CONVECTION OVEN RECIPE CONVERSION GUIDELINES

Cooking is not an exact science, due to many variables such as size and quantity of food, temperature of food when first put in the oven, etc.

Convection cooking takes place due to the forced flow of hot air, thus saving energy by cooking approximately 25-30% more quickly than conventional ovens. Foods lose less moisture and retain nutrients.

The internal temperature in the convection oven is easily regulated since the fan keeps the hot air constantly circulating so the food cooks uniformly.

General guidelines for converting conventional recipes for use in a convection oven:

Option one: Bake at the same temperature that the conventional recipe recommends, but for less time.

Option two: Bake for the amount of time that the conventional recipe calls for, but reduce the temperature of the oven by about 25 degrees F.

Option three: (Best) Bake for a little less time than the conventional recipe calls for, and also reduce the temperature of the oven.

TIPS:

ALWAYS PREHEAT OVEN BEFORE PUTTING FOOD IN OVEN! (unless your recipe directs otherwise)

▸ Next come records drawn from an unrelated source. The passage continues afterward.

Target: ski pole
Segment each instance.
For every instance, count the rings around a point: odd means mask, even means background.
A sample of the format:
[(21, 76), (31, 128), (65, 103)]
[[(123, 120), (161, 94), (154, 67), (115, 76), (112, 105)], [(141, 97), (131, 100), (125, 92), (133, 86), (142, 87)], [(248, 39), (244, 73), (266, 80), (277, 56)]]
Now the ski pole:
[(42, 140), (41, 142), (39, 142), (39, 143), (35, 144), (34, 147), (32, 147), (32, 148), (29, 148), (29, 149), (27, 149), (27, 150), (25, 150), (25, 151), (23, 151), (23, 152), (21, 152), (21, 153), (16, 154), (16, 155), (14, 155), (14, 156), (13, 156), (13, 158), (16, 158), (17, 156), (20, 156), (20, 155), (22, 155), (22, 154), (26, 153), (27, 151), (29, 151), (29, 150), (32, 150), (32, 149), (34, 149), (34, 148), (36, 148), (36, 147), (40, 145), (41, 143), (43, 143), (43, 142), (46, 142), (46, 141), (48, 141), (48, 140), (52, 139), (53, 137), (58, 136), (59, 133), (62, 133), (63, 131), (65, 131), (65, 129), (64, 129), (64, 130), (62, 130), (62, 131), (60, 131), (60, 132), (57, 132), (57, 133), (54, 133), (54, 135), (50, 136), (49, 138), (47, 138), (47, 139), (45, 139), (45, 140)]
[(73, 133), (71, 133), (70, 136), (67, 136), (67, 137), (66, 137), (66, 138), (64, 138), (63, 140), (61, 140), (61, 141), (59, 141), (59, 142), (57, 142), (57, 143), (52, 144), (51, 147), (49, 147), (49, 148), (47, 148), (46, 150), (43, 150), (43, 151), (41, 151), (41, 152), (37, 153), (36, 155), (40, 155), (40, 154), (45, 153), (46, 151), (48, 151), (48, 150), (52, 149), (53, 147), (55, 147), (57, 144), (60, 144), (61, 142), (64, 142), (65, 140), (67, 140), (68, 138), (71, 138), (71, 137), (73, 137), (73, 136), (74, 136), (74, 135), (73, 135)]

  • If your original conventional recipe baking time is less than 15 minutes, keep the original baking time but reduce the temperature by 25-30 degrees F.

  • As with any recipe, check the food about 5-10 minutes before the expected finish time, due to variables such as the temperature of the food when first placed in the oven, quantity of food in the oven, your preferred level of “doneness”, etc.

  • The more food in the oven at one time, the longer the cooking time.
    Some folks recommend preheating any oven at 50 degrees F above the desired temperature, then turning the temperature control down to the desired temperature once you put the food in and close the door. This is because an oven can lose one degree per second that the door is open. The average loss is about 50 seconds.

  • The choice of when to use a convection oven and when to use a conventional oven with radiant heat often depends on the cooking container rather than the food. The whole point of convection cooking is to have the fan circulating the heat around the food. Casserole lids and high-sided cooking pans block the heat from circulating around the food and prevent the oven from cooking efficiently.

A few rules of thumb for best results:

  • Cookie sheets – use convection oven

  • Shallow pans (inch sides or so) – use convection oven

  • Anything covered (including roasting bags) – use conventional oven

  • Deep roasting pans – use conventional oven

For the mathematically inclined, use either of 2 versions of the “25-30” Rule.

Either option is OK, and neither is better than the other (exception: recipes with conventional baking times of less than 15 minutes, see first Tip above.) For example, if a recipe calls for you to bake a cake at 350 degrees F for 30 minutes in a conventional oven.

  • Option one: Bake at the same temperature that the conventional recipe recommends, but for about 25-30% less time. So the cake will bake at 350 degrees for about 21-23 minutes. (100% - 30% = 70%; 30 minutes x .70 = 21 minutes; 100% - 25% = 75%; 30 minutes x .75 = 22.5 minutes.)

  • Option two: Bake for the amount of time that the conventional recipe calls for, but reduce the temperature of the oven by 25-30 degrees F. So in the cake example, bake at 320-325 degrees (350 – 30 = 320 degrees; 350 – 25 = 325 degrees) for 30 minutes.